Twenty-two teams were given a large, unpublished psychophysical dataset collected by Keller and Vosshall from 49 individuals who profiled 476 structurally and perceptually diverse molecules (14) (Fig. 1a). We supplied 4884 physicochemical features of each of the molecules smelled by the subjects, including atom types, functional groups, and topological and geometrical properties that were computed using Dragon chemoinformatic software (version 6) (Fig. 1b).
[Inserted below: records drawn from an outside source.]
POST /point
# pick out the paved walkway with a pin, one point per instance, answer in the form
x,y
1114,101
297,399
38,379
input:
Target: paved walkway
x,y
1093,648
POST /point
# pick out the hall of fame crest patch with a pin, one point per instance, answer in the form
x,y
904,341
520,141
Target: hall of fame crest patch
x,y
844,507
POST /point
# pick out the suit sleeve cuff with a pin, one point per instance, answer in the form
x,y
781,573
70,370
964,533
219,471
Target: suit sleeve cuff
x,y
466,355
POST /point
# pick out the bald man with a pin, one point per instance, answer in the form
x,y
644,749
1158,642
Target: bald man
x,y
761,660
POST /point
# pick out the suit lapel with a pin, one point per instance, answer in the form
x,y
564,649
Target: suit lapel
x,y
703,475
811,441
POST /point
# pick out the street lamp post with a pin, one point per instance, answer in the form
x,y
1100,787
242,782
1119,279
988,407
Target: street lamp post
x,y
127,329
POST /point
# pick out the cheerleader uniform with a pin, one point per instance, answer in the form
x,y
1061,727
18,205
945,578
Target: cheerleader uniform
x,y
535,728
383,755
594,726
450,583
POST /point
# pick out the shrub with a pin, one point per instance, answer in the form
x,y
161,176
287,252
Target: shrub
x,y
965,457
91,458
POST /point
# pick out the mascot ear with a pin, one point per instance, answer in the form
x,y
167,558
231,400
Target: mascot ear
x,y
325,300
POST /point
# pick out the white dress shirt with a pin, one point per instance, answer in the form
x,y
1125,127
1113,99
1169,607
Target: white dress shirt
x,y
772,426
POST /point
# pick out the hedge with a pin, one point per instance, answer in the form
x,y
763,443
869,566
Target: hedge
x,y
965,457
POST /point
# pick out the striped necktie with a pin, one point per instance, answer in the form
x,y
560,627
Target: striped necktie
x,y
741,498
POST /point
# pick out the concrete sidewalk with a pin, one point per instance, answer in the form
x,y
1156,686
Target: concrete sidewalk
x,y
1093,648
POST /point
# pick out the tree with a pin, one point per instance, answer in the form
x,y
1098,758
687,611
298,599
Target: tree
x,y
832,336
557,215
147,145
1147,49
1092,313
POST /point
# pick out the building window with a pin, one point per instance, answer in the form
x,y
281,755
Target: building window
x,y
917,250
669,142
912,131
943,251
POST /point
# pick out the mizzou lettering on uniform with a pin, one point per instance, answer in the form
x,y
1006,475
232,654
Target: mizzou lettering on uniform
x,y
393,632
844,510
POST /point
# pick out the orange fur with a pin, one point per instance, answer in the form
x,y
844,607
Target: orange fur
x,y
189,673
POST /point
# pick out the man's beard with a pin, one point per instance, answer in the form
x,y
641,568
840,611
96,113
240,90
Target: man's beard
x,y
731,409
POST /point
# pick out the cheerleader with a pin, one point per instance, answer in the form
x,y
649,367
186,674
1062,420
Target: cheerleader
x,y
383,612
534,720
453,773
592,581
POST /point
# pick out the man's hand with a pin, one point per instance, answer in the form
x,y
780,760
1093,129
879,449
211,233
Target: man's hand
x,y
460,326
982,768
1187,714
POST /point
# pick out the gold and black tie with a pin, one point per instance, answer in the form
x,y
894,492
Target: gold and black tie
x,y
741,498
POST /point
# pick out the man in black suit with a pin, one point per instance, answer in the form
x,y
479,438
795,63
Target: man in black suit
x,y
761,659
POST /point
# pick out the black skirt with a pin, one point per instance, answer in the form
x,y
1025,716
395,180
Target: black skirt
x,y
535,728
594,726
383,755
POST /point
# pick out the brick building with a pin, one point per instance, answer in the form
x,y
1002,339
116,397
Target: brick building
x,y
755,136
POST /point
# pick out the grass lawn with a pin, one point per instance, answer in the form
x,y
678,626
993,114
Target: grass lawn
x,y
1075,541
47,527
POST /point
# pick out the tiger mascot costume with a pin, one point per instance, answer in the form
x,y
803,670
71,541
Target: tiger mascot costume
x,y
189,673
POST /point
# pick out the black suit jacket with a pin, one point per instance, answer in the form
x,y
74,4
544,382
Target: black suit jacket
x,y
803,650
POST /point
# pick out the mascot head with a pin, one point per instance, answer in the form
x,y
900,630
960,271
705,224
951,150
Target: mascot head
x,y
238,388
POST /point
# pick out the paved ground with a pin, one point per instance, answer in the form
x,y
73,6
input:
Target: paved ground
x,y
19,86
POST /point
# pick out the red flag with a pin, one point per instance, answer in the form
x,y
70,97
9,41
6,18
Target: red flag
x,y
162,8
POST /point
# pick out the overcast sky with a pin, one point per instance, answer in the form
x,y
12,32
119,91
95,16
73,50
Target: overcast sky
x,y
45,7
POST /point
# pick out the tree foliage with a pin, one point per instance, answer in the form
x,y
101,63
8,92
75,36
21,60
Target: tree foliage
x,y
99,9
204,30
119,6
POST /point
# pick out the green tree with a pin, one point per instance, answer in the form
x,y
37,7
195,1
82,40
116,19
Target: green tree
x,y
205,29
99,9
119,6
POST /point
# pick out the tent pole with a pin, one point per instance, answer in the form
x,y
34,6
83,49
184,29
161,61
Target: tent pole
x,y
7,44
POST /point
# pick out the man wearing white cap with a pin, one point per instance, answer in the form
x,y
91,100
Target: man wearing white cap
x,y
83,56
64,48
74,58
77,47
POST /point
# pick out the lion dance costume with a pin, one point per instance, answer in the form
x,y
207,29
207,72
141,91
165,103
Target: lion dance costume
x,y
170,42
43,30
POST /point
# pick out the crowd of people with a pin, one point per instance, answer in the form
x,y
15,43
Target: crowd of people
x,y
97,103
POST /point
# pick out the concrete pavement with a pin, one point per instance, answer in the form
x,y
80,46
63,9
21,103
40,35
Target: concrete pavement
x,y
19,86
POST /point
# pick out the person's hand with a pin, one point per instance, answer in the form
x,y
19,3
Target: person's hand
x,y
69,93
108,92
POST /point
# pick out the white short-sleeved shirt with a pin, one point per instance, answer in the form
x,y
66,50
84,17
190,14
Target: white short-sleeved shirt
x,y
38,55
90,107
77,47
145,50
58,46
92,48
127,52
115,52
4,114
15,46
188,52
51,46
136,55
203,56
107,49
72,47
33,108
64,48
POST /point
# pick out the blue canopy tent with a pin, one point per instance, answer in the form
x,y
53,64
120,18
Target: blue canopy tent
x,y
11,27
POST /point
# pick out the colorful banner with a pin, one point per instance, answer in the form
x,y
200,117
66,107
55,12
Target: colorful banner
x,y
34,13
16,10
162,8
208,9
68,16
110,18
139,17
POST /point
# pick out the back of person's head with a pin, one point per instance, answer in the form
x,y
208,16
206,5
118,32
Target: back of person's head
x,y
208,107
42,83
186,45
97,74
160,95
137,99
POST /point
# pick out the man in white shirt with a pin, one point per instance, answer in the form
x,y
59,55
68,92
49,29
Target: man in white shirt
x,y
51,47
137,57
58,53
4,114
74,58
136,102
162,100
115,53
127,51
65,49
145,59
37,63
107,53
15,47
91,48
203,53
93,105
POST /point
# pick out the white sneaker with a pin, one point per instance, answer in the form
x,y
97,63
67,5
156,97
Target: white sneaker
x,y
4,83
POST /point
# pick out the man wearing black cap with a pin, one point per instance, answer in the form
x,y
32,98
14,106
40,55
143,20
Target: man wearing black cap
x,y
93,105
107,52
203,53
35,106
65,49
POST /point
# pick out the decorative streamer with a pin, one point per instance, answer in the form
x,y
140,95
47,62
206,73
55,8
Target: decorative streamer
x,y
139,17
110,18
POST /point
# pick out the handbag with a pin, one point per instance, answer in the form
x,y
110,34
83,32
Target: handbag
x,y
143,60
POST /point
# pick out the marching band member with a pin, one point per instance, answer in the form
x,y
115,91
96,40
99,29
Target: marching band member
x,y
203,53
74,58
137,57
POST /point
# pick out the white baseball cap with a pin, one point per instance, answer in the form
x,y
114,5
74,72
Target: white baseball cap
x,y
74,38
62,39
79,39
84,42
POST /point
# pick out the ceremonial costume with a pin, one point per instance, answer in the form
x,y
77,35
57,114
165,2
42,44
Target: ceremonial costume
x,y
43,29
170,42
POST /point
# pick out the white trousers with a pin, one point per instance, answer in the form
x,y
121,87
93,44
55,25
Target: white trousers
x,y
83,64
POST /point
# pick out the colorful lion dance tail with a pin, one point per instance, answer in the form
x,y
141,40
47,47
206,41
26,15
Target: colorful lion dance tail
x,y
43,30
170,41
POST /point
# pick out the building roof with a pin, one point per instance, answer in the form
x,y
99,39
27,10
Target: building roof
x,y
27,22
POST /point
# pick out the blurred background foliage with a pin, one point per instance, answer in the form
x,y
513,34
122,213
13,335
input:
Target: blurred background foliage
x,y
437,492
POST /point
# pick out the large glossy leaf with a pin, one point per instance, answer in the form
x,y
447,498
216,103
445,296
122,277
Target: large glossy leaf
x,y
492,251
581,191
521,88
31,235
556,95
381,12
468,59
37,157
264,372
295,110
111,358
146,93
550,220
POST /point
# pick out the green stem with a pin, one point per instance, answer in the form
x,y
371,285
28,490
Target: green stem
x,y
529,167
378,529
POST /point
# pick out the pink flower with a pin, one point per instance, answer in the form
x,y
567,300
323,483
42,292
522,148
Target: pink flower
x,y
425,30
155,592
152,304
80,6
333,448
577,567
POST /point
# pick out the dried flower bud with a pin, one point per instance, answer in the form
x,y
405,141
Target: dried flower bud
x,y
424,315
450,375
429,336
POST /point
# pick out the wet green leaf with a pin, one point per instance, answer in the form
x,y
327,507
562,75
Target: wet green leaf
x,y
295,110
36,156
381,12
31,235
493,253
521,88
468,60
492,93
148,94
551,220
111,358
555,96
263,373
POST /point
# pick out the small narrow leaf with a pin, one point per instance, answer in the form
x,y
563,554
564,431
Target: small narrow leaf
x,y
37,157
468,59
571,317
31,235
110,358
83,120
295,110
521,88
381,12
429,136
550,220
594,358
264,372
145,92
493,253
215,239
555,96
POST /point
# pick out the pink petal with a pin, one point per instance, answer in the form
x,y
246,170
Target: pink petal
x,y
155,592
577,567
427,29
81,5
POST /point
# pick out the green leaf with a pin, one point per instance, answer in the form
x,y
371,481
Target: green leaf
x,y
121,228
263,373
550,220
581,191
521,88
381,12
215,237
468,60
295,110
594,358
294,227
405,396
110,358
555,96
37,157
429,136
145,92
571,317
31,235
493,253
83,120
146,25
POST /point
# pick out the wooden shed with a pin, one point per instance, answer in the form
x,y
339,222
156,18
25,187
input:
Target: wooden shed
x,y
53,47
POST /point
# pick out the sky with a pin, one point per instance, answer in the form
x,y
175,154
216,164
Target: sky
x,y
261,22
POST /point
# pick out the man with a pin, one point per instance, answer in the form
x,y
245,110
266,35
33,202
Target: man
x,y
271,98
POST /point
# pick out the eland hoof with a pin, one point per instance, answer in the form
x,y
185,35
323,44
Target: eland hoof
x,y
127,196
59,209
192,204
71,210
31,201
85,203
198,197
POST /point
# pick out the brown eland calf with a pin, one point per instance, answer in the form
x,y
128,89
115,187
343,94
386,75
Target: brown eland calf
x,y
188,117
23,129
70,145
Using a baseline linear model developed for the challenge and inspired by previous efforts to model perceptual responses of humans (8, 11), we divided the perceptual data into three sets. Challenge participants were provided with a training set of perceptual data from 338 molecules that they used to build models (Fig. 1c). The organizers used perceptual data from an additional 69 molecules to build a leaderboard to rank performance of participants during the competition. Towards the end of the challenge, the organizers released perceptual data from the 69 leaderboard molecules so that participants could get feedback on their model, and enable refinement with a larger training+leaderboard data set. The remaining 69 molecules were kept as a hidden test set available only to challenge organizers to evaluate the performance of the final models (Fig. 1c). Participants developed models to predict the perceived intensity, pleasantness, and usage of 19 semantic descriptors for each of the 49 individuals and for the mean and standard deviation across the population of these individuals (Fig. 1d–e).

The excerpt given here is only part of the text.